Quando gli Europei arrivarono in Sud America, circa 500 anni fa, i Guarani furono uno dei primi popoli ad esser contattati e a perdere quasi totalmente la loro terra e a subire le violenze dei coloni. Per i Guarani, la terra è origine di ogni forma di vita. Ma il loro territorio è stato completamente invaso e devastato da allevatori e imprenditori agricoli. I loro leader sono stati assassinati, i loro bambini muoiono di fame e a centinaia si sono tolti la vita.
Oggi, in Brasile vivono circa 51.000 Guarani, in sette stati diversi. Sono il popolo indigeno più numeroso del paese. Altri gruppi vivono nei paesi vicini: Paraguay, Bolivia e Argentina. I Guarani brasiliani sono suddivisi in tre gruppi, di cui quello dei Kaiowá è il più numeroso (Kaiowá significa ‘popolo della foresta’). Gli altri due gruppi sono i Ñandeva e gli M’byá.
Sono un popolo profondamente spirituale. Molte comunità hanno una casa di preghiera comune e un capo religioso, il pajé, la cui autorità dipende solo dal suo prestigio e dalla sua autorevolezza.

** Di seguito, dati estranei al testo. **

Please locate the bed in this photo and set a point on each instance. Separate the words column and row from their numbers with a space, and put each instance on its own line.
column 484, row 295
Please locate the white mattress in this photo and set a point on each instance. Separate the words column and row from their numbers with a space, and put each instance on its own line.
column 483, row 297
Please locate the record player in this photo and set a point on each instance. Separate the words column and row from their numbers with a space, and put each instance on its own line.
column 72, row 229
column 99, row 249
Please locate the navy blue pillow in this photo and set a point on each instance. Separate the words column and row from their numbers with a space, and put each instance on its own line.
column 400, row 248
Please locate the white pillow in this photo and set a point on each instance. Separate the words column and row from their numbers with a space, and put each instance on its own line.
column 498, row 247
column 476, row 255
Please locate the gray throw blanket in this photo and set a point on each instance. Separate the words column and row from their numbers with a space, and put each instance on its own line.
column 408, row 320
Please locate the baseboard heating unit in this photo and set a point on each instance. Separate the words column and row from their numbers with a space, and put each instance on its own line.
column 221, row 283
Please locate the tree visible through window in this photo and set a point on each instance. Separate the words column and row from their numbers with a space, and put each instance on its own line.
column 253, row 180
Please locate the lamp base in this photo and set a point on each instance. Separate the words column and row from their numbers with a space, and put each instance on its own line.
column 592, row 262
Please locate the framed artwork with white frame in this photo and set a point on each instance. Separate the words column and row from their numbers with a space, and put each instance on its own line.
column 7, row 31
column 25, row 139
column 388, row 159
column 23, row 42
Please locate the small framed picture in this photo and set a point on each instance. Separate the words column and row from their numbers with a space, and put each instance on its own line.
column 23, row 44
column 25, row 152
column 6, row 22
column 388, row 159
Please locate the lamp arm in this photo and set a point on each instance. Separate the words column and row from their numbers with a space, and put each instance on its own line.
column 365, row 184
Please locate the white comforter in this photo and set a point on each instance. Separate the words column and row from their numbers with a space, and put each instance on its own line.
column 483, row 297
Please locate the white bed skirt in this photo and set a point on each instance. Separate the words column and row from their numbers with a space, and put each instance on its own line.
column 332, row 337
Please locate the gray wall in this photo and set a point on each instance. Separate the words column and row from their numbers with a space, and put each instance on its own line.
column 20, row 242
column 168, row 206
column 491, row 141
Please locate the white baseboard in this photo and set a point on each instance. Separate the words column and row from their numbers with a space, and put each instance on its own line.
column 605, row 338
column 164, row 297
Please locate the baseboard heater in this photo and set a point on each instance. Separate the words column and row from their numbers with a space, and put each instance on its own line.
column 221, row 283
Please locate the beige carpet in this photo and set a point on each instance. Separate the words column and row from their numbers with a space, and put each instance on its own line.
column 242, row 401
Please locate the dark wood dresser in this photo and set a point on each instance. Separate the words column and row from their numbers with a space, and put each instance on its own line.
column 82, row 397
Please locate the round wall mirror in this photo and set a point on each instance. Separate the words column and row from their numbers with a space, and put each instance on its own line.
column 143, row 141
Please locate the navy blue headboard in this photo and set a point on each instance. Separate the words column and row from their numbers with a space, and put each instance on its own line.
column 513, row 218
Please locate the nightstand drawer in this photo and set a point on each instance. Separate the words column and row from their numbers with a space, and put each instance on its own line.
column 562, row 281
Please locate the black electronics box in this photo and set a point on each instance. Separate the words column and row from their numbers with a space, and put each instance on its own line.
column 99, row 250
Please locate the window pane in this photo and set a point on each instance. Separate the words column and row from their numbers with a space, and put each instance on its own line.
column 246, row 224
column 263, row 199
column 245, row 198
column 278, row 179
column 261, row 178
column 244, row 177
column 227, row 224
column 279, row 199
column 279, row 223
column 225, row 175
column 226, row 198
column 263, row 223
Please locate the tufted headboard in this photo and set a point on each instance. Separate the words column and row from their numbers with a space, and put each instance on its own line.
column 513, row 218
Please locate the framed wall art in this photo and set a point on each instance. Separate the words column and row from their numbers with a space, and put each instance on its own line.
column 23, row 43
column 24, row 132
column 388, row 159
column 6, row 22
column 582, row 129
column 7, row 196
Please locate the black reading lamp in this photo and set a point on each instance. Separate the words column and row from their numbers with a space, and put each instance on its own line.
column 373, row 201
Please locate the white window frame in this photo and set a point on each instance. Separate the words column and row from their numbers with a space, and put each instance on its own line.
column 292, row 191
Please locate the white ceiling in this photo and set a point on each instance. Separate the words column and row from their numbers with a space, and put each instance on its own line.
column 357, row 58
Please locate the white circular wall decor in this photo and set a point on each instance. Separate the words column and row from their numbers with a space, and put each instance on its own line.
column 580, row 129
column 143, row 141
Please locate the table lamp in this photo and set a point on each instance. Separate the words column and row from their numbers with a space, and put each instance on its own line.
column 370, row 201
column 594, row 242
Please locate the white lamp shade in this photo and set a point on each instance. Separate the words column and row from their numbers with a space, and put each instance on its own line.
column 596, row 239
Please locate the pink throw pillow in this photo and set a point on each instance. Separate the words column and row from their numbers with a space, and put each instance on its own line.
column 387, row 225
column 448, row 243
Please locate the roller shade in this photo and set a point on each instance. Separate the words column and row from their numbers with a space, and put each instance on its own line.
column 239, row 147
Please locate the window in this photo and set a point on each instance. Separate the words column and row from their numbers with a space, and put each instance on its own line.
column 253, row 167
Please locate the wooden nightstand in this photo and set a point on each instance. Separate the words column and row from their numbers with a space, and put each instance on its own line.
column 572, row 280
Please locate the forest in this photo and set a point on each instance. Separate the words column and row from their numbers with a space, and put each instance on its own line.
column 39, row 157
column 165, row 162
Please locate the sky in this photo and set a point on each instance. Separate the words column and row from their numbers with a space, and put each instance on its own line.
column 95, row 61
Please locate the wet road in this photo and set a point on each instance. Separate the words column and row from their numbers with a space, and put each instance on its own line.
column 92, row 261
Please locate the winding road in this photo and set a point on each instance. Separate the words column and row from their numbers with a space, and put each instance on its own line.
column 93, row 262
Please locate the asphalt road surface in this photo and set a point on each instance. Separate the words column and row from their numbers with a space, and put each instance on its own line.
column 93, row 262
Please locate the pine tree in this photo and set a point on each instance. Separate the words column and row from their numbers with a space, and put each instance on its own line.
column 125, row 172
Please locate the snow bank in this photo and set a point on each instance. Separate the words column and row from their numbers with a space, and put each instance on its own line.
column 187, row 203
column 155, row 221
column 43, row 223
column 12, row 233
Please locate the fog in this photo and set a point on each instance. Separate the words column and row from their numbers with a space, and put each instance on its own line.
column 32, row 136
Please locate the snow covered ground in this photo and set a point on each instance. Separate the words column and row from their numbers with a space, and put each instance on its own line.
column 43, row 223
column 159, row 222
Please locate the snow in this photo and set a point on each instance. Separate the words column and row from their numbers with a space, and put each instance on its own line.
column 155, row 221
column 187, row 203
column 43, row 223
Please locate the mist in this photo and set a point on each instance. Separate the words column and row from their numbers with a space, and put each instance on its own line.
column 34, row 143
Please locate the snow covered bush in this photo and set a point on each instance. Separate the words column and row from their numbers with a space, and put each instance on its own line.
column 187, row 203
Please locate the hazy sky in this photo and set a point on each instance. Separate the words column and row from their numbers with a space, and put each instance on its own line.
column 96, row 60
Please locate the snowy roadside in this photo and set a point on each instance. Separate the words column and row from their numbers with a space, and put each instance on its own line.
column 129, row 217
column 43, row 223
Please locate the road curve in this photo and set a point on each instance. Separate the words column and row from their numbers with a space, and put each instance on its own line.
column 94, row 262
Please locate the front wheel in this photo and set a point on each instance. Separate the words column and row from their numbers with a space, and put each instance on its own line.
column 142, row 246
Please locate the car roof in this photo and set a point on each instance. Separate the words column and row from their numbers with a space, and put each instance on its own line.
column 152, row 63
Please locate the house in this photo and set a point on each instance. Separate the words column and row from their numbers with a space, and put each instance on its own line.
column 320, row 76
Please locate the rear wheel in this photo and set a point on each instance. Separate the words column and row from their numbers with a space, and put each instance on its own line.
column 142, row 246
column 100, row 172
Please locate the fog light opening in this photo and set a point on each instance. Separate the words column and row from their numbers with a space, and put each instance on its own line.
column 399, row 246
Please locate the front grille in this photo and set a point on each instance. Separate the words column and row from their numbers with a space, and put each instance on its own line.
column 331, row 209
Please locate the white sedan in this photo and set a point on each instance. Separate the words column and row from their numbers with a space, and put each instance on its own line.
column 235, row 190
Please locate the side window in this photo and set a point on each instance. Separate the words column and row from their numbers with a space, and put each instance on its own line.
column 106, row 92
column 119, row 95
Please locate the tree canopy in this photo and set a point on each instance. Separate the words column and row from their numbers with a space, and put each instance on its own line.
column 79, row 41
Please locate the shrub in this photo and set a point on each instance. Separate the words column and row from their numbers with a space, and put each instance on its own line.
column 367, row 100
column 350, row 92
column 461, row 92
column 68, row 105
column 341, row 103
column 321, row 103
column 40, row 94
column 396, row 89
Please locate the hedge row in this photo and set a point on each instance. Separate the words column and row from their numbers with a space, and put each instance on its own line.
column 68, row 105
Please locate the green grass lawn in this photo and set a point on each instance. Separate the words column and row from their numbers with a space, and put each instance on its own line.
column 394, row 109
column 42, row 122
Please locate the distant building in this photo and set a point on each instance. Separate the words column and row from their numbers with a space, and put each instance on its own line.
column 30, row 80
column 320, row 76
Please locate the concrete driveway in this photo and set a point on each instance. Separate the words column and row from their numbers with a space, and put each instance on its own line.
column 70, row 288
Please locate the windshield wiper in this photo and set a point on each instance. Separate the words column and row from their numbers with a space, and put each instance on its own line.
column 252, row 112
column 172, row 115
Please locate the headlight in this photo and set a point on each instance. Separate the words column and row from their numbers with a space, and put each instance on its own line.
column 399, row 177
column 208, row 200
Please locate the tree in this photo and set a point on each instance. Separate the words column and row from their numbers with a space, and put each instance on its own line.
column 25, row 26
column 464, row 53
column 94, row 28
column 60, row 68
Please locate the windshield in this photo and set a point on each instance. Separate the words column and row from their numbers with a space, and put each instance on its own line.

Sin da quando possono ricordare, i Guarani sono sempre stati alla ricerca di una terra senza dolore, o “Terra senza Demonio”, in cui le anime possono riposare in pace dopo la morte. Raggiungere questo luogo è per loro importantissimo. I problemi sono particolarmente gravi nel Mato Grosso do Sul, dove i Guarani un tempo occupavano circa 350.000 chilometri quadrati di foreste e pianure. Oggi, invece, vivono ammassati in anguste porzioni di terra circondate da allevatori di bestiame e vaste piantagioni di canna da zucchero e soia. Alcuni gruppi sono rimasti completamente senza terra e vivono accampati ai margini delle strade.
I Guarani nel Mato Grosso do Sul subiscono razzismo e discriminazioni; i livelli di violenza da parte della polizia sono molto alti. Si stima che vi siano più di 200 Guarani in prigione: questi non hanno accesso, se non limitato, all’assistenza legale e agli interpreti, e si trovano intrappolati in un sistema legale che non comprendono. A conseguenza di questa situazione, innocenti sono stati condannati e molti stanno scontando condanne sproporzionatamente dure per reati minori.
La risposta di questo popolo profondamente spirituale alla perenne mancanza di terra è stata un’epidemia di suicidi unica nel Sud America: dal 1986 più di 517 Guarani si sono suicidati, la più giovane vittima aveva solo nove anni.
Significativa è la storia della ventisettenne Marinalva Manoel che viveva a Ñu Verá, una comunità di 28 famiglie Guarani Kaiowá da sempre impegnata nella lotta per far riconoscere i 1.500 acri di terra su cui vivono e lavorano, come appartenenti al popolo indigeno. Anche se il processo legale è in una fase avanzata, sono sottoposti a molte pressioni da parte degli allevatori locali che contestano la loro richiesta, e anche da parte degli sviluppatori, che vogliono la terra per l’alloggio, perché è vicino alla città.
Una mattina del 1 ° novembre 2014, il corpo di Marinalva è stato trovato sul ciglio della strada con ferite multiple da arma da taglio. Marinalva era un membro del Grande Conselho Guarani-Kaiowáda Aty Guassu del Guarani Kaiowá.
Due settimane prima di essere uccisa, Marinalva era andata a Brasilia come parte di una delegazione di leader che rappresentavano le popolazioni indigene. Si erano accampati dalla Corte Suprema per protestare contro la proposta di ribaltare la decisione di concedere la terra ai Guarani Kaiowá.
Marinalva aveva parlato molte volte della recente resurrezione delle minacce da parte degli allevatori locali o delle persone da loro impiegate. Nel suo comunicato stampa, l’ONG Mulheres (la parola portoghese per “donne”) ha descritto Marinalva come “una giovane donna ostinata che ha osato sfidare i diritti dei popoli indigeni, compresa la garanzia della terra e dell’ancestralità”.